Bilim insanları, yaygın test kapasitelerinin bulunmadığı koşullarda alışveriş merkezlerinin, okulların ve kreşlerin kapalı kalması gerektiği konusunda görüş birliği içindeyken, “açıkça sağcılardan sahte solcu olanlara kadar tüm meclis partileri, Alman ve Avrupa burjuvazisi adına, ‘kârlar hayatlardan önce gelir’” biçimindeki ölüm saçan bir gündemi dayatıyordu.

Link, WISAG işçilerinin Frankfurt’ta işten çıkarmalara karşı mücadelesine dikkat çekti.

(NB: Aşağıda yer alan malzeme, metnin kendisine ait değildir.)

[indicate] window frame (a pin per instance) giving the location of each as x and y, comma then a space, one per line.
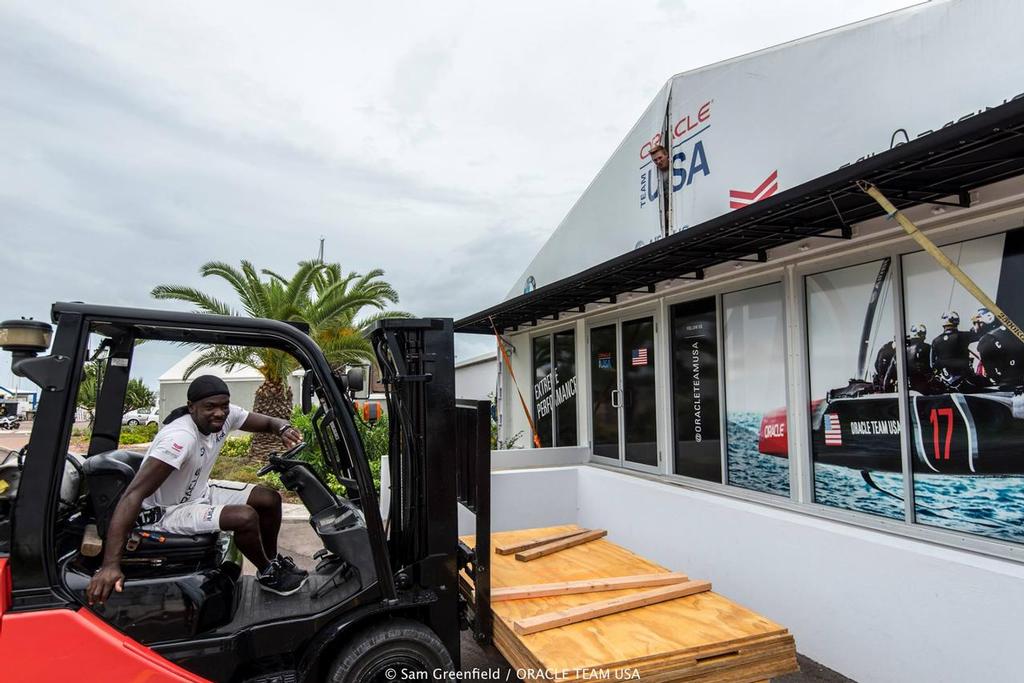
550, 333
792, 274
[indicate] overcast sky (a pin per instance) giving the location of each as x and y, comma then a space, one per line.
441, 141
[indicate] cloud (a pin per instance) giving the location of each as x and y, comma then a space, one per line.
440, 142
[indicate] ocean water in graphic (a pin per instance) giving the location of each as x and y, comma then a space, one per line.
748, 468
988, 506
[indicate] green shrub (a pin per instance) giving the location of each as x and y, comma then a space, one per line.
137, 434
236, 446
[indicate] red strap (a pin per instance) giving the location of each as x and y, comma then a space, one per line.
522, 401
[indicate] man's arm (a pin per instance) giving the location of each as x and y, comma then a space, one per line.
153, 473
256, 422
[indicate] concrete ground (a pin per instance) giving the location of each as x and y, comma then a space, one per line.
298, 540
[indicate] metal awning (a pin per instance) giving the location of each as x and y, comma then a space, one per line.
948, 163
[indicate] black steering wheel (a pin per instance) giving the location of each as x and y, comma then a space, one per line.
279, 462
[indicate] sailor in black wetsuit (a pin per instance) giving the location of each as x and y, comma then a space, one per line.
919, 358
950, 355
981, 323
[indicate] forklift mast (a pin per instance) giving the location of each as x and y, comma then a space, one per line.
417, 361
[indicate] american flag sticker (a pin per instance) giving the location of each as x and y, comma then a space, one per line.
834, 430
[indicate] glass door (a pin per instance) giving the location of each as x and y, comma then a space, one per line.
638, 403
623, 396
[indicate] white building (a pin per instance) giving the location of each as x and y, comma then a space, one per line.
704, 350
242, 381
477, 377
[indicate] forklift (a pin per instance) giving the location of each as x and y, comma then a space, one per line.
383, 602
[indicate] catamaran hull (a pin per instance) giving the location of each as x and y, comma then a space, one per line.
951, 433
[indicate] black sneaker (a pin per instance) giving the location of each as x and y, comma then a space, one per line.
291, 566
279, 580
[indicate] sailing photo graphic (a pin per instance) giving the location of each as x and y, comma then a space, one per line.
965, 374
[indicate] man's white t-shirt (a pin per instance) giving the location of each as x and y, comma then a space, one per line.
192, 454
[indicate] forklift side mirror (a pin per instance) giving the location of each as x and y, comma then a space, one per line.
354, 377
307, 392
26, 336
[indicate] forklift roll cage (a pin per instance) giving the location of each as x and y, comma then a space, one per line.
417, 557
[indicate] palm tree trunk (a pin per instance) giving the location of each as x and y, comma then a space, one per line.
273, 398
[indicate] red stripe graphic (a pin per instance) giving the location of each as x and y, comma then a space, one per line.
738, 198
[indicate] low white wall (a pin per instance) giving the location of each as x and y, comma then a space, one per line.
528, 498
872, 606
519, 458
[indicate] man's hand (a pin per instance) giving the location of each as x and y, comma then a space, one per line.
109, 578
291, 436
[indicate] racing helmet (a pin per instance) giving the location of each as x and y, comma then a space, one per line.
983, 316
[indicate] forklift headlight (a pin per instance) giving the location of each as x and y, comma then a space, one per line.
26, 336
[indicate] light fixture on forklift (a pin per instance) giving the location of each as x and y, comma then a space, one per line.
26, 337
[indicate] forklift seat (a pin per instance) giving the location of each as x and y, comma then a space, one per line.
109, 475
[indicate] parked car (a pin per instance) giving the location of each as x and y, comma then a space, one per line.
142, 416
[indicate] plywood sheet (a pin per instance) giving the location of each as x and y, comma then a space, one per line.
673, 640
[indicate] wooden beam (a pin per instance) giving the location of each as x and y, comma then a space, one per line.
586, 586
508, 549
555, 546
604, 607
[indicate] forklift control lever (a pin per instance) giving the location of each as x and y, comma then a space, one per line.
283, 462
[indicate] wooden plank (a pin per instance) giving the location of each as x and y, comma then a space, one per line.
586, 586
612, 606
555, 546
510, 548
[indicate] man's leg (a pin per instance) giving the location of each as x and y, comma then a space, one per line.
266, 502
244, 520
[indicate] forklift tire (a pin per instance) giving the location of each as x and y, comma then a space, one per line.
390, 651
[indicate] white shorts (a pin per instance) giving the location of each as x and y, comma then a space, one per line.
203, 515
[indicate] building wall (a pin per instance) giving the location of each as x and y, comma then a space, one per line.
476, 380
876, 598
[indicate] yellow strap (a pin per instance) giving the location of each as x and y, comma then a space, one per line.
522, 401
929, 246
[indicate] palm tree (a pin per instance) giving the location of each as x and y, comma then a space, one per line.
316, 294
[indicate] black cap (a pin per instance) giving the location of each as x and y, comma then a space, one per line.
206, 386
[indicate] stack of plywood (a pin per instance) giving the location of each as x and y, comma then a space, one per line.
701, 637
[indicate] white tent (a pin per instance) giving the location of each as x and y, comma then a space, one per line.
242, 381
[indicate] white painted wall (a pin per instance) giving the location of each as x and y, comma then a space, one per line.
872, 606
476, 378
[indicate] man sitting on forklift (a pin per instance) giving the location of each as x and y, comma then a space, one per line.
172, 492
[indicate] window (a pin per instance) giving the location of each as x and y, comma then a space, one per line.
965, 386
694, 390
855, 429
543, 418
755, 389
555, 388
565, 388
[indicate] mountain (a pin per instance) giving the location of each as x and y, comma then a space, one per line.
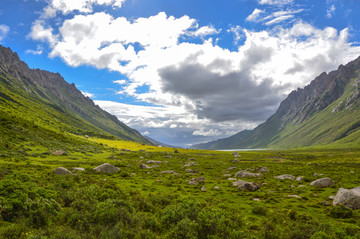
226, 143
324, 112
41, 107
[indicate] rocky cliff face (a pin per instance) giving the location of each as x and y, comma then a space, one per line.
324, 112
53, 90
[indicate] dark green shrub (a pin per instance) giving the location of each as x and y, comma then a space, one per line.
340, 211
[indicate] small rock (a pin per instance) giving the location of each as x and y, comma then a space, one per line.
62, 171
246, 174
59, 152
246, 186
78, 169
348, 197
294, 196
231, 168
153, 162
263, 170
285, 176
142, 166
322, 182
106, 168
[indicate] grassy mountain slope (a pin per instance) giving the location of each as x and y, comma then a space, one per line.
324, 112
41, 107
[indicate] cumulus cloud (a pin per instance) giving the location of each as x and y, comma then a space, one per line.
83, 6
4, 30
275, 2
201, 89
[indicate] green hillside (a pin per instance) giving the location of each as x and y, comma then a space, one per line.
42, 108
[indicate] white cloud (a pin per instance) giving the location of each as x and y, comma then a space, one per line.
4, 30
330, 11
254, 16
275, 2
120, 82
83, 6
87, 94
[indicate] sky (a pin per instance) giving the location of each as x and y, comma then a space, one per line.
184, 72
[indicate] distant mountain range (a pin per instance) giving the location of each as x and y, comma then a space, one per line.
41, 107
327, 111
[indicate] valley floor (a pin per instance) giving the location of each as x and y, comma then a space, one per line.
187, 194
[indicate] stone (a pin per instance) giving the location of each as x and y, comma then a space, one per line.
263, 170
153, 162
246, 174
294, 196
106, 168
62, 171
194, 181
348, 197
322, 182
285, 176
142, 166
59, 152
246, 186
78, 169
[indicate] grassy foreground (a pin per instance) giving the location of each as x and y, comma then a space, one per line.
151, 203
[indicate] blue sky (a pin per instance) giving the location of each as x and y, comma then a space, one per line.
184, 72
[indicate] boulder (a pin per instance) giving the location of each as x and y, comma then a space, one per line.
61, 171
59, 152
246, 186
246, 174
153, 162
106, 168
285, 176
348, 197
144, 166
263, 170
322, 182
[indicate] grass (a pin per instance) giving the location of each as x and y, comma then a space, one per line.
146, 203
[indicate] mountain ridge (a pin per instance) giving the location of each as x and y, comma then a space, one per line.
318, 104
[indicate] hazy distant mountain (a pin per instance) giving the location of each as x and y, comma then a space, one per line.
37, 106
327, 111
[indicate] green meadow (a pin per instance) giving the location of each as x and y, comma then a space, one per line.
159, 202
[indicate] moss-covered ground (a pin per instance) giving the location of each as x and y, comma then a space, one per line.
146, 203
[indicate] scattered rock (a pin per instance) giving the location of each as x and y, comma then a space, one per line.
144, 166
285, 176
294, 196
194, 181
322, 182
62, 171
189, 164
153, 162
59, 152
246, 186
78, 169
106, 168
246, 174
348, 197
263, 170
231, 168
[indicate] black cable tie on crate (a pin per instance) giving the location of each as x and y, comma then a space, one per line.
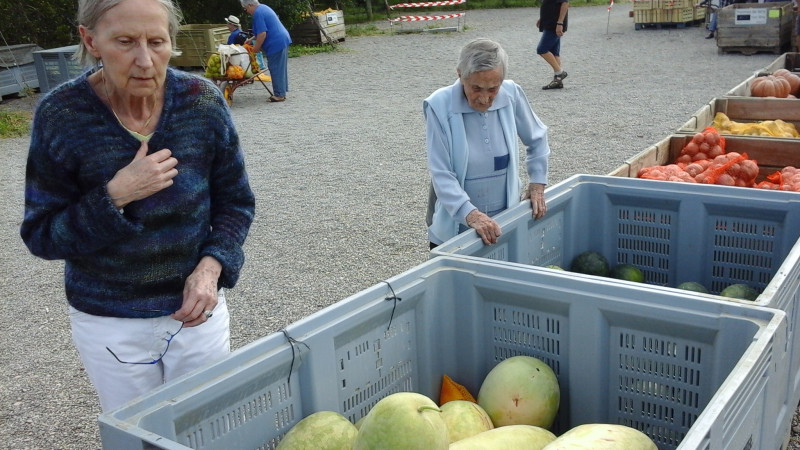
396, 299
292, 342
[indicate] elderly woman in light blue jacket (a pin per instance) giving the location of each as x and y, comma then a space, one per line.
473, 128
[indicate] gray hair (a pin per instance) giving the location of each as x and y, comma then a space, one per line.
90, 12
480, 55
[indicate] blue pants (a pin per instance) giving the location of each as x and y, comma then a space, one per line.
278, 65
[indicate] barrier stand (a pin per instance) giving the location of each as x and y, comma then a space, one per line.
401, 19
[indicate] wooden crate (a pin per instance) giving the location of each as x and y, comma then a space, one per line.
315, 29
745, 109
771, 154
754, 27
680, 15
17, 71
197, 42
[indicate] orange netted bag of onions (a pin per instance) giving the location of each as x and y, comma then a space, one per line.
453, 391
730, 169
704, 160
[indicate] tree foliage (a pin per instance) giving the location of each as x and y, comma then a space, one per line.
52, 23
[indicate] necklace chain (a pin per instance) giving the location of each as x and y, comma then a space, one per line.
111, 105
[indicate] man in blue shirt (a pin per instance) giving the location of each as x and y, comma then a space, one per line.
271, 38
235, 27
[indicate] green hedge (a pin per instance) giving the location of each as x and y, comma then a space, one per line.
51, 23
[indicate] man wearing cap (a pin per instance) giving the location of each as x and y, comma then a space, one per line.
236, 37
271, 38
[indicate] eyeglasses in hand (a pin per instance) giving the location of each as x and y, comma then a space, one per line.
169, 338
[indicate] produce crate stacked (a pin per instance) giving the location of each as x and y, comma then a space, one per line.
691, 370
55, 66
658, 13
462, 317
323, 27
752, 27
17, 71
197, 42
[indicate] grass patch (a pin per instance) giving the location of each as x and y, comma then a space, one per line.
297, 50
14, 124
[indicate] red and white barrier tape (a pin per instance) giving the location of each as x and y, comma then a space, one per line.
427, 4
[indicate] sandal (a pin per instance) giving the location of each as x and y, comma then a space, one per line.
555, 84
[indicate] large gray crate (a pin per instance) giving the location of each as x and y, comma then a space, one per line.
55, 66
17, 72
692, 375
674, 232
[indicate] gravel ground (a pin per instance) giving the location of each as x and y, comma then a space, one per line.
340, 178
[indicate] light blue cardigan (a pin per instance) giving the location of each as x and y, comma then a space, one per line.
534, 135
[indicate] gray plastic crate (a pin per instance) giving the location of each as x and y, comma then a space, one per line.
674, 232
690, 374
55, 66
17, 72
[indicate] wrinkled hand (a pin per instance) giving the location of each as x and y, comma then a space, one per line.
143, 177
485, 226
199, 293
538, 205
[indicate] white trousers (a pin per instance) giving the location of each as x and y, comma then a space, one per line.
145, 340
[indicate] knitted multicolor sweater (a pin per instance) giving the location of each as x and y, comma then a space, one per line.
134, 264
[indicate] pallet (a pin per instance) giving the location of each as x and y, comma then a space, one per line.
660, 25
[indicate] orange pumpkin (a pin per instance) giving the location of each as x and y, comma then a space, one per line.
234, 72
770, 86
792, 78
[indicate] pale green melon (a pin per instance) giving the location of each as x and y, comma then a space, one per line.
509, 437
323, 430
464, 419
601, 436
405, 420
521, 390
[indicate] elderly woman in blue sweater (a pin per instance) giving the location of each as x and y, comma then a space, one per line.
136, 179
473, 155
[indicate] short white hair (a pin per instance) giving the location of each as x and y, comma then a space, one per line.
480, 55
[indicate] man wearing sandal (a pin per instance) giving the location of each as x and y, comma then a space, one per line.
271, 38
552, 24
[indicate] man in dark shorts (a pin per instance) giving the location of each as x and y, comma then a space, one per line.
552, 24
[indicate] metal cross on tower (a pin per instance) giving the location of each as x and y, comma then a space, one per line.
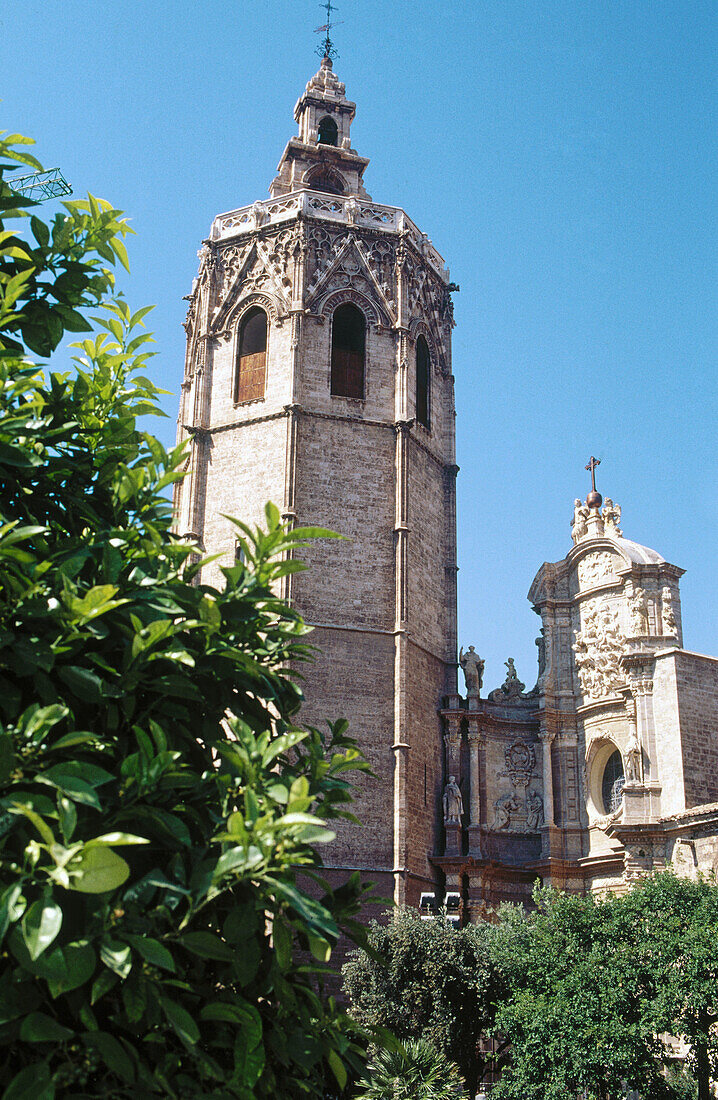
327, 47
592, 465
594, 499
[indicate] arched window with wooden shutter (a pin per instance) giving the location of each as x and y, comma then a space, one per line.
251, 358
423, 374
349, 337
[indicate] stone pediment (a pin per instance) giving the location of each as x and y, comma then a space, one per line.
349, 271
252, 268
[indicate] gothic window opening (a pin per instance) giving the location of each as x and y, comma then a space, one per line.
423, 363
324, 179
611, 788
328, 131
349, 329
251, 359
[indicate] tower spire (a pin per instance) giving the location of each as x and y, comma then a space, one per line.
327, 48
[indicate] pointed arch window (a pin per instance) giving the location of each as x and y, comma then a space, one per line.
251, 358
349, 338
328, 131
423, 375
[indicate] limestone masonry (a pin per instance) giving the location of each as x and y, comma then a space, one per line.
318, 375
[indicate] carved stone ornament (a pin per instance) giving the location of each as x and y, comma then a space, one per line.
504, 807
533, 811
633, 758
611, 516
512, 688
578, 526
598, 649
670, 625
473, 668
595, 569
608, 820
453, 802
639, 612
520, 761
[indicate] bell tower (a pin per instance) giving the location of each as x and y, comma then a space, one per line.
318, 375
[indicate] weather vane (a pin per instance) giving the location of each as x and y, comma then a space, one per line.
327, 47
594, 499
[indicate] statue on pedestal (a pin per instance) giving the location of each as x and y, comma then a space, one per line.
453, 802
473, 667
633, 759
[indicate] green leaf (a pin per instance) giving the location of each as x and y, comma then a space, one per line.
180, 1020
207, 946
249, 1048
74, 788
112, 1054
319, 947
70, 966
67, 815
32, 1082
40, 926
87, 685
12, 905
152, 952
117, 956
102, 985
97, 870
282, 937
7, 758
39, 1027
338, 1068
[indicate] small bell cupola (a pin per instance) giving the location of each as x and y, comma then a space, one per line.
321, 157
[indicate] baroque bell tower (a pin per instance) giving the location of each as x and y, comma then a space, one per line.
318, 375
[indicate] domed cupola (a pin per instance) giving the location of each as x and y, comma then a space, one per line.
321, 157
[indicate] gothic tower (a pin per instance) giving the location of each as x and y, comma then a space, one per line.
318, 375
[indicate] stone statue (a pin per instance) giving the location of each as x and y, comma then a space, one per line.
578, 527
533, 810
504, 807
611, 516
639, 609
473, 667
541, 642
511, 685
633, 759
670, 626
453, 802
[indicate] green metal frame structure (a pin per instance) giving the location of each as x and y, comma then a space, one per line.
42, 185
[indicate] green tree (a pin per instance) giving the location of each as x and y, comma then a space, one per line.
675, 923
157, 799
411, 1070
426, 979
593, 982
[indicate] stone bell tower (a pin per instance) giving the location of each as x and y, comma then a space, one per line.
318, 375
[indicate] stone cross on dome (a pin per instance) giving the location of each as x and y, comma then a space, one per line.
594, 499
327, 47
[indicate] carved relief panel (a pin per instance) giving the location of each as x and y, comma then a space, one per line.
519, 810
598, 648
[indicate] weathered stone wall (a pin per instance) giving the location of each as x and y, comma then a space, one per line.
697, 691
353, 678
244, 469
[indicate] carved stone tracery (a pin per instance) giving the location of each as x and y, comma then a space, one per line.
596, 568
598, 649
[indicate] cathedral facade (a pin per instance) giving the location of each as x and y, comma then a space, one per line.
318, 375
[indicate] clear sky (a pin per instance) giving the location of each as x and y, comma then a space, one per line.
561, 154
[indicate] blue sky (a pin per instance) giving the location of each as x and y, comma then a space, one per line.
562, 157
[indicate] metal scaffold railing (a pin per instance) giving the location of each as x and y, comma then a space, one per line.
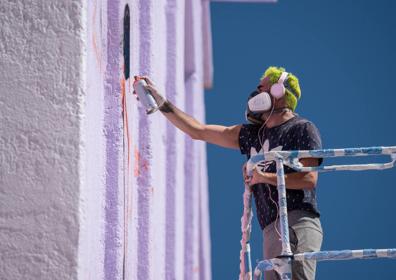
282, 264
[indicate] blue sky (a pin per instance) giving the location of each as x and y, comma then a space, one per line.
344, 55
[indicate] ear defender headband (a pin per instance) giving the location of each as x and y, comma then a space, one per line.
260, 102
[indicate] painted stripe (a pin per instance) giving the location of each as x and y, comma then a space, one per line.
171, 156
112, 128
144, 178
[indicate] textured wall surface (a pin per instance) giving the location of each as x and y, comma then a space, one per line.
90, 186
41, 46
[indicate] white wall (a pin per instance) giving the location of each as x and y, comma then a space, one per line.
41, 99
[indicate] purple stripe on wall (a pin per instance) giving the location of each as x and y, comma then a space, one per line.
112, 129
144, 178
202, 225
170, 239
189, 72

Ana akım medya ve büyük sendikalar bu işçileri kaderlerine terk edip görmezden gelirken, Sosyalist Eşitlik Partisi onların mücadelesini genişletmeye çalışıyor ve WSWS’nin konuyla ilgili haberleri giderek daha geniş bir kitleye ulaşıyordu.

Link, işçilerin Türkiye’deki taban komitesinden gelen dayanışma mesajını coşkuyla karşıladıklarını aktardı: “Bu mesaj işçiler arasında büyük bir yankı uyandırdı ve yaygın biçimde dağıtıldı.”

Link, okulların geri açılmasına karşı gençler arasında var olan büyük muhalefeti anlattı ve Şubat ayında Bavyera’da işçi sınıfı gençliğinin yaptığı okul boykotlarının yanı sıra Bremen’deki öğrencilerin mücadelelerine dikkat çekti. “Toplumsal Eşitlik İçin Uluslararası Gençlik ve Öğrenciler, öğrencilerin bu mücadelelerini öğretmenlerin, ebeveynlerin muhalefetiyle ve genel olarak uluslararası işçi sınıfının mücadeleleriyle birleştirmeye çalışıyor.”

Gregor Link, bu toplantının, eğitim emekçilerinin, öğrencilerin, ebeveynlerin ve genel olarak işçilerin dünya çapında aynı siyasi görevlerle karşı karşıya olduğunu gösterdiğini vurgulayarak konuşmasını şöyle noktaladı: “Bizler, ebeveynleri, öğretmenleri ve öğrencileri, can çekişmekte olan kapitalizmin dehşetlerine karşı tüm ulusal sınırların ötesinde harekete geçirmeyi hedefliyoruz.”

Türkiye’deki Güvenli Eğitim İçin Taban Komitesi’nin ilk çevrimiçi açık toplantısı şunu açıkça ortaya koymuştur: egemen sınıfın pandemi karşısında izlediği ölümcül politikaya karşı eğitim emekçileri dahil olmak üzere işçi sınıfı ve gençlik için ileriye giden tek yol, işçi sınıfının dünya çapında hayatları kurtarmak için kapitalizme karşı bağımsız siyasi seferberliğinden geçmektedir.